Değişim korkusu
Kanaatlerim genelde insan merkezli ve değişimden yana olmasına rağmen, içimde beliren bir korkuya da engel olamıyorum: Değişim korkusu.
Her halde bu korkunun kaynağı, yaptıklarımızın ya da kayıtsız kaldıklarımızın, sonunda hiç tahmin edemeyeceğimiz neticeleri ortaya çıkarabilecek olmasıdır.
Doğadan koptuk, metropollerdeki gri binaların soğuk ve daracık odalarına mahkûmuz. Küresel-popüler kültür, bulduğu her delikten içimize giriyor. Hiç olmadığı kadar hızlı değişiyoruz. Cinsellik, pornografi vıcık vıcık... Ensest Avrupada bir yerlerde meşruiyetini bu gün yarın ilan edecek. İnsan eti, kan sinemada en azgın günlerini yaşıyor. O görüntüleri istifra etmeden izleyebilen insanın midesi, bir gün hem cinsinin etini, tavuk eti kadar iştah açıcı bulacaktır. Çok uzakta değil, içimde, bir psikopat büyüyor, zihnimin karanlığında canavarlar...

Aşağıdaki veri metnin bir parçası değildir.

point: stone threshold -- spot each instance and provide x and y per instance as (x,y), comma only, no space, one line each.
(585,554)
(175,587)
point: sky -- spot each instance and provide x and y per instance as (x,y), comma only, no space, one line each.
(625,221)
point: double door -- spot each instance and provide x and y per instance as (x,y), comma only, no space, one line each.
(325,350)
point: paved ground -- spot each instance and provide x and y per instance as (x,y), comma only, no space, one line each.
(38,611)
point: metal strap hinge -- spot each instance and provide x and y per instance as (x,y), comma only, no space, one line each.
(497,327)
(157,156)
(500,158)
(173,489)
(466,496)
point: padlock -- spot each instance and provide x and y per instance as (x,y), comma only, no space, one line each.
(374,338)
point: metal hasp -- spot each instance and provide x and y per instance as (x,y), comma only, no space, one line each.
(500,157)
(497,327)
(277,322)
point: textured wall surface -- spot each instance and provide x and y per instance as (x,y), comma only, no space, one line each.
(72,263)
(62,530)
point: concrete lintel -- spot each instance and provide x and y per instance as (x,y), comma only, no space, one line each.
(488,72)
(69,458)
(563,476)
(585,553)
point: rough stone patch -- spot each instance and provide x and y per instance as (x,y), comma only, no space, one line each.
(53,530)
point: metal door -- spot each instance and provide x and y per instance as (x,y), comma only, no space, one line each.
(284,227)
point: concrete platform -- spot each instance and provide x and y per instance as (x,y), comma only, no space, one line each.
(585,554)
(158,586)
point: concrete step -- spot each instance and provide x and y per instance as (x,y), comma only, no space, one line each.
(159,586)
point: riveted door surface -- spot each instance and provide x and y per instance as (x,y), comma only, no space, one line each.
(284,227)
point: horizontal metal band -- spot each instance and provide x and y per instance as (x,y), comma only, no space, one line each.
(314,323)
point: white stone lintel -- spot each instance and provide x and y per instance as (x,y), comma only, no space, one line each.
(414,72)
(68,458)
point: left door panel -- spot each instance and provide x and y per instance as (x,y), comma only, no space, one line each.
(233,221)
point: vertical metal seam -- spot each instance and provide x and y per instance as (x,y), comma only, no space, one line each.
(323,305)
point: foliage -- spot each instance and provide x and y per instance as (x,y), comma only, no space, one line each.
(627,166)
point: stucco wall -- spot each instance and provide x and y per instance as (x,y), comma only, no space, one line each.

Dünyanın rayından çıkmasını engelleyen görünmez bir güç varmış gibi, kendini hayatın akışına bırakmış, hiç gam duymadan olanı biteni seyrediyoruz. Benimse değer tanımayan bu çağda; yaşamın, örneklerine bilimkurgu filmlerinde dahi rastlayamayacağımız karabasanlara dönüşmesi ihtimali hastalıklı psikolojimle birleşip boğazıma dolanıyor bazen.
Akla ne kadar güvenebiliriz ki? Yaşam bir labirent, akılsa gözümüzün görebildiğinden ilersini göremiyor.
Dünya hızla değişiyor ve attığımız her adım daha önce hiç ayak basılmamış bir yere geliyor. Deneyimimiz yok, bu iklimde nefes alabilecek miyiz, bilmiyoruz. Kocaman kocaman binalarda üst üste dizilmiş, göğün mavisini görmeden, yeşile hasret, renk namına yalnız grinin tonlarının arzı endam ettiği, ailenin parçalandığı, bireyin yalnızlığını, tehdit eden tek şeyin, etrafını saran teknolojiler olduğu, ahlakın ortadan kalktığı...
Hatırlayın daha geçenlerde televizyon kanalları ilk klonlanmış bebeğin bilinmeyen bir yerde yaşadığını söylüyordu. Annesiz babasız fabrikalarda üretilen insanlar… İnsan fıtratı bunu kaldırabilir mi çıldırmaz mıyız, insanlıktan çıkmaz mıyız?
Daha önce böyle bir korku mevcut muydu bilmiyorum. Fakat her geçen gün daha fazla insan tarafından hissedildiğinden eminim.. Çevrecilik, küreselleşme karşıtlığı hep bu korkunun yansımaları olmalı.